Foreign Minister: ‘It Is Our Assessment That Russia Is Behind This Activity’
The Norwegian parliament, known as the Storting, is located in Oslo. (Photo: ZeroOne via Flickr/CC)
Norway this week accused Russia of hacking the email system of the country’s parliament, known as the Storting, in September.
In a statement released Tuesday, Norway’s Foreign Minister, Ine Eriksen Søreide, alleges that Russia orchestrated the hacking, but she does not provide any evidence or technical details.
“This is a serious incident that affects our most important democratic institution,” Søreide says. “The security and intelligence services work closely together on the national handling of the incident. Based on the information base the government possesses, it is our assessment that Russia is behind this activity.”
Parliament and the Norwegian Police Security Service, the country’s national security service that oversees counterintelligence operations and cybercrime, are continuing to investigate the incident.
In September, government officials said the hackers were able to access a “small number” of email accounts of members of Parliament and government employees and remove data, although the initial investigation did not determine what information might have been taken (see: Norway’s Parliament Investigates Email Hacks).
In a statement, officials at the Russian embassy in Norway said: “We consider such accusations of our country unacceptable.
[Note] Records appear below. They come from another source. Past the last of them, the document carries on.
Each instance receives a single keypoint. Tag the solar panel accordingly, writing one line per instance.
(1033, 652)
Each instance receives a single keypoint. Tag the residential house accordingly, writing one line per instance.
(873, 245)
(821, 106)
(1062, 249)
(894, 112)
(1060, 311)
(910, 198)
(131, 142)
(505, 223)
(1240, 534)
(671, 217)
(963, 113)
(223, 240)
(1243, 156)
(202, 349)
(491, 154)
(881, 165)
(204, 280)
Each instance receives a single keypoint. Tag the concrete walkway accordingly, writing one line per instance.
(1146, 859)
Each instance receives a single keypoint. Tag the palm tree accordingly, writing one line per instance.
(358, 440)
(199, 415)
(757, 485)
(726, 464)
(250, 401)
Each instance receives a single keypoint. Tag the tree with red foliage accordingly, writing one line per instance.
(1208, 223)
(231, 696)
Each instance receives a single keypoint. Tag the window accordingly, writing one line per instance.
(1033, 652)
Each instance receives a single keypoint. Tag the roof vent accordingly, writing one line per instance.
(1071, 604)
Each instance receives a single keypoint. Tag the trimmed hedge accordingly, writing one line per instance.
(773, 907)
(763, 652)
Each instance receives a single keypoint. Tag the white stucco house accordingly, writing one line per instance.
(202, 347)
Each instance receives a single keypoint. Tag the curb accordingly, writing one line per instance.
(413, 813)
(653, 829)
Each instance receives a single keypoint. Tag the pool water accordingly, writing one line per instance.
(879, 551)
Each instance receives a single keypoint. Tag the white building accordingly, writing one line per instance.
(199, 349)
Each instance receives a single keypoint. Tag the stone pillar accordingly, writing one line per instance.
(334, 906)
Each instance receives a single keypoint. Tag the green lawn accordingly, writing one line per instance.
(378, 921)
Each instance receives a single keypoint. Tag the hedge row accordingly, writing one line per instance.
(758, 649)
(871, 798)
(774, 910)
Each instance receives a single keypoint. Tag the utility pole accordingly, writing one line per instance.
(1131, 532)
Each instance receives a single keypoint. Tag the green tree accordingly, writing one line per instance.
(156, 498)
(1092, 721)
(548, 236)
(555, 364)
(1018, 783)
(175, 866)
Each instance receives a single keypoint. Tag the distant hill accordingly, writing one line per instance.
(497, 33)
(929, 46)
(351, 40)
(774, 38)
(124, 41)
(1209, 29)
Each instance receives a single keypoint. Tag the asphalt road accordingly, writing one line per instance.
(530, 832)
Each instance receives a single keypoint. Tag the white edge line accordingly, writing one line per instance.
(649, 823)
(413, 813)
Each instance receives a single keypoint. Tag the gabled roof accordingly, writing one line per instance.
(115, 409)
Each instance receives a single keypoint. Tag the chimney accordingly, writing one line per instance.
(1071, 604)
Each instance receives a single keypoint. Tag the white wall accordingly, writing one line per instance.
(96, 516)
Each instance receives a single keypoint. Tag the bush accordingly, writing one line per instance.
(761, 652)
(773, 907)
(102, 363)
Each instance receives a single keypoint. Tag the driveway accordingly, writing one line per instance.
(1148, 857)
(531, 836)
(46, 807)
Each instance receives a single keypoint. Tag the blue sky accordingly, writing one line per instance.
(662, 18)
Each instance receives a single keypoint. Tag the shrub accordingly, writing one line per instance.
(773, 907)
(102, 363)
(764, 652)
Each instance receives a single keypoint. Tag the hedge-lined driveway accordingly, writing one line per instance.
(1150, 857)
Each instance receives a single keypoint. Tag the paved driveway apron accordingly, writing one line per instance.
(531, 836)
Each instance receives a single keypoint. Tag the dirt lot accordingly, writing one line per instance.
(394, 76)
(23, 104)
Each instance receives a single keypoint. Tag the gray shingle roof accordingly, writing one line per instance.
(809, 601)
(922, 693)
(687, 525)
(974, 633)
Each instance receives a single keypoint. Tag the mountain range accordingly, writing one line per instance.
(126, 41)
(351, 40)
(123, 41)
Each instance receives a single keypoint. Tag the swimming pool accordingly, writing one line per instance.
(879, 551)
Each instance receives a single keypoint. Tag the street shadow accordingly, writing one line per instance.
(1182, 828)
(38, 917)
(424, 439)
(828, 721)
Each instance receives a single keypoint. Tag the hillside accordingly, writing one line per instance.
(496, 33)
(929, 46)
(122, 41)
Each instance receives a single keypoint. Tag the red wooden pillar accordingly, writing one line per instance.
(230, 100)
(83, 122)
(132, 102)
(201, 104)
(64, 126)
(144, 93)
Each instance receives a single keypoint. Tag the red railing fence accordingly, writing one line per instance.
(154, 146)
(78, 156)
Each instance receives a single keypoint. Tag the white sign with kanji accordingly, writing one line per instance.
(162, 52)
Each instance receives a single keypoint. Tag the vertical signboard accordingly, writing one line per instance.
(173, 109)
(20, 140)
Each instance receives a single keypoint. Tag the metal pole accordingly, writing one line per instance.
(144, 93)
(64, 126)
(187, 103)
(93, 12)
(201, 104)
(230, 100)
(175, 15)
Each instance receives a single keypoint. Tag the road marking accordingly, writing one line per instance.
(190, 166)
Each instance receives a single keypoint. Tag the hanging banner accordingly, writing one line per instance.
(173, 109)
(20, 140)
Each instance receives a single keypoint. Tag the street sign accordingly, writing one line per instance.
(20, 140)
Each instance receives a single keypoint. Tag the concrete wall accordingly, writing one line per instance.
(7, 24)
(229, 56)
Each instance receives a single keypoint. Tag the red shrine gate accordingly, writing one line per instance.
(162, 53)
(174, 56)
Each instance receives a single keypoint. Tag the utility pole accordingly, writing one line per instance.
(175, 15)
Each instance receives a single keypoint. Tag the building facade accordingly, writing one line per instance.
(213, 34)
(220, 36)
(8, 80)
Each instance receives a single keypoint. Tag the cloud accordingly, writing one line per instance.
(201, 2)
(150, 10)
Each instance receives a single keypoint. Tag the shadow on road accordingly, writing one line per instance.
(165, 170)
We regard the incident as a serious deliberate provocation, disastrous for bilateral relations.”
Other European countries have also accused Russia of attempting to hack various organizations and institutions.
For example, in 2015, Germany’s lower house of parliament, known as the Bundestag, found that its PCs and servers had been hacked using malware, and attackers gained administrative-level rights for the entire network and infrastructure (see: German Parliament Battles Active Hack). In May, the newspaper Suddeutsche Zeitung reported that German prosecutors believe a Russian hacker, apparently a member of an elite military unit, was responsible for the 2015 hacking incident, which included the theft of thousands of emails.
Daniel Norman, a senior solutions analyst with the Information Security Forum based in London, says Russian hacking activity is designed to further the nation’s strategic goals and give it an advantage when it comes to issues such as trade negotiations.
“In Russia’s case with the Norwegian government, knowing precisely what the government is planning, their future policies, who they are working with, trading partners, new bilateral agreements, the key individuals involved, timelines for development and potential investments are all key pieces of information that can be targeted, stolen or repurposed,” Norman tells Information Security Media Group.
The hackers who targeted Norway likely conducted reconnaissance for months, if not years, before attempting to exfiltrate data in September, Norman says.
“When government agencies report that they have been hit by a ‘sophisticated attack,’ specifically for data breaches, they don’t typically mean high-end technical disruptive attacks like distributed denial-of-service; they typically mean a nation-state has played the long game with significant investment and people power to perform reconnaissance and then perform espionage or steal state secrets,” Norman says. “The attacking state will build user profiles, understand patterns of behavior and then they will target the most influential individuals or ones most likely to slip up.”
U.S. agencies have also issued warnings about Russia and its cyber capacities, especially in the run-up to the Nov. 3 election.
Earlier this month, the Department of Homeland Security published a report that found Russia poses the most serious nation-state disruption threat to U.S. elections (see: DHS: Russia Poses Greatest Threat to Election).
Brandon Hoffman, CISO at security firm Netenrich, notes that hacking groups associated with Russia, such as Fancy Bear or Cozy Bear, can create confusion about why any particular organization is being attacked at any one time.
“Considering the vast array of cyber units, it’s hard to describe a unique tactic, technique or procedure that can be attributed to Russia,” Hoffman says. “Rather, all available targets are opportunities. It wouldn’t be surprising to find out that some units are tasked specifically with finding targets, classifying the difficulty and value and passing the target onto a different unit.”